Bild: Karl-Theodor zu Guttenberg: Links der adlige Politiker und rechts der Sch…
Ist Anstand eine Kategorie, um Politiker und ihre Arbeit zu bewerten? Die
meisten werden diese Frage wohl umstandslos mit Ja beantworten. Der Fall
des Karl Theodor zu Guttenberg aber, der für seine Doktorarbeit umfänglich
abgeschrieben hat, zeigt, dass für erfolgreiche und beliebte Politiker
möglicherweise andere Maßstäbe gelten.
Zwar haben in einer aktuellen ZDF-Erhebung 42 Prozent der Befragten
angegeben, die Glaubwürdigkeit des Verteidigungsministers sei durch die
Plagiatsaffäre dauerhaft beschädigt. 55 Prozent aber meinen das nicht.
Satte 60 Prozent wollen, dass Guttenberg weiter im Amt bleibt. "Müssen
Politiker anständig sein?" Diese Frage hat die sonntaz im Streit der Woche
gestellt. Ja, meint dazu die Kabarettistin Lisa Fitz: "Ich möchte keinen
Kanzler mit einem Rückgrat wie eine Nacktschnecke - sondern einen mit
Berufsethos."
Der Medizinwissenschaftler Peter Sawicki vom Kölner Institut für
Gesundheitsökonomie und Klinische Epidemiologie schreibt: "Natürlich
braucht menschliche Gesellschaft Anständigkeit und Moral - im Sinne einer
für alle gleichermaßen geltenden Übereinkunft, die Gesetze des
Zusammenlebens betreffend.
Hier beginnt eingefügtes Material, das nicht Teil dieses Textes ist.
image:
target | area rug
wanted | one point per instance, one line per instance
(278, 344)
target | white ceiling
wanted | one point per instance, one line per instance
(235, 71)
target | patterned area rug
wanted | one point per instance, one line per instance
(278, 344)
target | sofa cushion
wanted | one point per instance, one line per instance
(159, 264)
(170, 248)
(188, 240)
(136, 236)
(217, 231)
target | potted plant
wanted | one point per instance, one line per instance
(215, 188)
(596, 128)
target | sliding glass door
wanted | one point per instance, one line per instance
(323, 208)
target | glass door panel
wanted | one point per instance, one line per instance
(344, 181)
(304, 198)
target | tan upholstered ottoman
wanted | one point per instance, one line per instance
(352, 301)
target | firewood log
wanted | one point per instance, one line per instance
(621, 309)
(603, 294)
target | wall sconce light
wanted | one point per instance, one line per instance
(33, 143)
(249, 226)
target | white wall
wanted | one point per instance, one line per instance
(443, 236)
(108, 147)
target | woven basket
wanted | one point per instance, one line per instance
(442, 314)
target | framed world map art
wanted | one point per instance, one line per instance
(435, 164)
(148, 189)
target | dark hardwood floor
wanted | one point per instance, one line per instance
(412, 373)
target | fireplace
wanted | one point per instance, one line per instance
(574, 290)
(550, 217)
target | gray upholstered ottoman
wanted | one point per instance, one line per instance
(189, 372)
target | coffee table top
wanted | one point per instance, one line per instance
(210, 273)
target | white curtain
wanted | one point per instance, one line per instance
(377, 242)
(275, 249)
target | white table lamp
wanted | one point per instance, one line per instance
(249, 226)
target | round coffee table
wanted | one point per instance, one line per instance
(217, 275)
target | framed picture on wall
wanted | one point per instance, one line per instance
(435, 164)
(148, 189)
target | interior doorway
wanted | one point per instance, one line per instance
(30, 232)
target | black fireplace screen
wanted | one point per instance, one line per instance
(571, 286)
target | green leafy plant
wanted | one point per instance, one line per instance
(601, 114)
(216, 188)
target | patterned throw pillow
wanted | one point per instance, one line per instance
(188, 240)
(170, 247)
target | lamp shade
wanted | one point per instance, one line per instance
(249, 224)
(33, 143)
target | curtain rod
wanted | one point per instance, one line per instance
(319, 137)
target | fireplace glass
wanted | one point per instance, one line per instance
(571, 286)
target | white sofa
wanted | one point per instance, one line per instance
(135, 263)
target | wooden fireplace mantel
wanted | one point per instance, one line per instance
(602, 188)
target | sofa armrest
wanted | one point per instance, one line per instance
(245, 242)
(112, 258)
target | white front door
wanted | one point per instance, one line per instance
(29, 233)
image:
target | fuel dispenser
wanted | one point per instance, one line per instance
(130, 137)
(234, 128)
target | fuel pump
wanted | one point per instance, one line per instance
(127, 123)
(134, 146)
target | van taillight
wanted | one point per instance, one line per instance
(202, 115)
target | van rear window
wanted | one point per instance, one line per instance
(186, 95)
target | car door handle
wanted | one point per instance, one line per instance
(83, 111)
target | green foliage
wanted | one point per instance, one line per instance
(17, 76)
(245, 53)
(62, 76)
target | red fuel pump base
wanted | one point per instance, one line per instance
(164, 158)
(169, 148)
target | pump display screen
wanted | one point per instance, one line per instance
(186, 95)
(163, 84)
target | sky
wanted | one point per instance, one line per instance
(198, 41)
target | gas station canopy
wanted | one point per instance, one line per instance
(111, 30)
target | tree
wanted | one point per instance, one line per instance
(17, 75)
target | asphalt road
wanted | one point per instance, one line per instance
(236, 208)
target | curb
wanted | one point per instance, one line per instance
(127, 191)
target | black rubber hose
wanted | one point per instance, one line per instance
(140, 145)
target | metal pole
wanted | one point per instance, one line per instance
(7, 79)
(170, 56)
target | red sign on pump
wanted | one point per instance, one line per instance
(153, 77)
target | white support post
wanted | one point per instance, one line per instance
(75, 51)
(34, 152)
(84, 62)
Menschen müssen sich darauf verlassen können,
dass sie vor Übergriffen anderer sicher sind, dass Verträge gelten, dass
sie nicht belogen und betrogen, bedroht oder gar verletzt werden, sonst ist
Gesellschaft nicht möglich. Seit Tagen liefert Guttenberg aber ein
beschämendes Schauspiel, wie man Moral verbiegen und Begriffe umdeuten
kann. Er greift zu unredlichen Kniffen, damit ungestraft durchgeht, was
offen zutage liegt. Nämlich Täuschung und Diebstahl, also Rechtsbruch durch
den Abgeordneten Guttenberg, den er als Verteidigungsminister vertuscht,
wiederum unter fortlaufendem Bruch demokratischer Grund- und
Anstandsregeln.
Die Bundeskanzlerin, die Bildzeitung und andere Guttenberg- Befürworter
meinen, dass es wichtigere Probleme zu lösen gäbe, als über unzutreffende
Fußnoten also die ihrer Meinung nach lässlichen Sünden des
Verteidigungsministers zu diskutieren. Diese Argumente der
Guttenberg-Befürworter klingen ähnlich denen, mit welchen selbst massivste
Steuerhinterziehung zum Kavaliersdelikt verniedlicht wird. Arbeitgeber
machen in solchen Fällen gern die unwiderrufliche Zerstörung des Vertrauens
geltend."
Sein Beitrag endet mit der Bemerkung: "Ich versichere ausdrücklich, dass
ich keinen dieser Sätze selbst verfasst, sondern alle aus öffentlich
zugänglichen Texten kopiert, adaptiert und zusammengestellt habe. Peter T.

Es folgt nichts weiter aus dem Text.